It seems that when the KAS is enabled, you connect to it via a wss://
endpoint, based on what that documentation says:
The agent server for Kubernetes is installed and available on GitLab.comat wss://kas.gitlab.com. If you use self-managed GitLab, you mustinstall an agent server or specify an external installation.
If that is true that is always on a wss://, then we likely will need
to know what nginx modifications would be needed to support websockets
like this.
Actually, we do already have some websocket pieces setup in the nginx
configuration. I did those to make the web terminal work for k8s in our
earlier experimentation!
I'm unsure if they are sufficient, but I've enabled the kas option, so
maybe you could try it and see if it works?

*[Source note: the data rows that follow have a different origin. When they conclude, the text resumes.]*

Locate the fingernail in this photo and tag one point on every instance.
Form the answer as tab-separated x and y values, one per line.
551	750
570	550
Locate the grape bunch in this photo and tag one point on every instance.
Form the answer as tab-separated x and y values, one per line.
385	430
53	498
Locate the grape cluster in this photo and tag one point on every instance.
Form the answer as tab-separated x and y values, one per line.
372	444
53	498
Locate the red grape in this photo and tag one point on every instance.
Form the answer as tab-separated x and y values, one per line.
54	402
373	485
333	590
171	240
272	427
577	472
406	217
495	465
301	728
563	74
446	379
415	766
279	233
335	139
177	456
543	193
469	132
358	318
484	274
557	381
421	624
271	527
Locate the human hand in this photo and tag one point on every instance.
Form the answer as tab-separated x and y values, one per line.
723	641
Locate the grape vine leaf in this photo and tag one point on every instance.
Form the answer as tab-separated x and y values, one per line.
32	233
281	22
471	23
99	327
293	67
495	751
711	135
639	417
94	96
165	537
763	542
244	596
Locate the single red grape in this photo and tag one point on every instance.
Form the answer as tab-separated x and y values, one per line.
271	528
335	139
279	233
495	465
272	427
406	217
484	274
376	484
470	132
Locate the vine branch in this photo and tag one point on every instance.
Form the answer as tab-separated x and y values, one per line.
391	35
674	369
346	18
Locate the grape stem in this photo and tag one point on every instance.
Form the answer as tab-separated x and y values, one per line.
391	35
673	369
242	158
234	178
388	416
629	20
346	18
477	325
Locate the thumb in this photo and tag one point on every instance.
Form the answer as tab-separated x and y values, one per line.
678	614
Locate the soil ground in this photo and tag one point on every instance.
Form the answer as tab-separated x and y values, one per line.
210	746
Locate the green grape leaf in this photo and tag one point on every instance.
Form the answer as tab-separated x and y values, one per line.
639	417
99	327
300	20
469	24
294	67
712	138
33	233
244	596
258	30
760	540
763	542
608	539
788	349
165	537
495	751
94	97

I created a testgroup, and clicked on the Kubernetes menu entry, but I only see the option to use the deprecated cert-based kubernetes integration (0xacab.org runs gitlab 14.8.4):
I see that you created a KAS agent registration token, but it hasn't
connected yet. Perhaps this has to be sorted before you can connect a
cluster without a certificate?
Sorry for the delay, but I'm in the process of creating a VM -> k8s cluster -> gitlab agent, which turned out to take longer than expected - who would have thought that
I'll let you know once I made it to the top of that list
Now I finally installed the agent and configured it with the token I got from registering it in the gitlab UI (and the KAS server URL wss://0xacab.org, hope this is right (wss://kas.0xacab.org didn't resolve).
I see these errors in the agent pod:
{"level":"error","time":"2022-03-21T22:10:37.069Z","msg":"Error handling a connection","mod_name":"reverse_tunnel","error":"Connect(): rpc error: code = Unavailable desc = connection error: desc = \"transport: Error while dialing failed to WebSocket dial: expected handshake response status code 101 but got 400\""}{"level":"warn","time":"2022-03-21T22:11:41.625Z","msg":"GetConfiguration failed","error":"rpc error: code = Unavailable desc = connection error: desc = \"transport: Error while dialing failed to WebSocket dial: expected handshake response status code 101 but got 400\""}
I got another agent connected fine to gitlab.com with the same setup (only a different URL/token combination), so i'm pretty sure the issue is on 0xacab's site.
Happy to help however I can from my side.
Cool! How did you get it to connect? After I made the websocket changes, I tried a few things (eg. made a change to the agent yaml) but couldn't get a change. Maybe you had to start it on your side?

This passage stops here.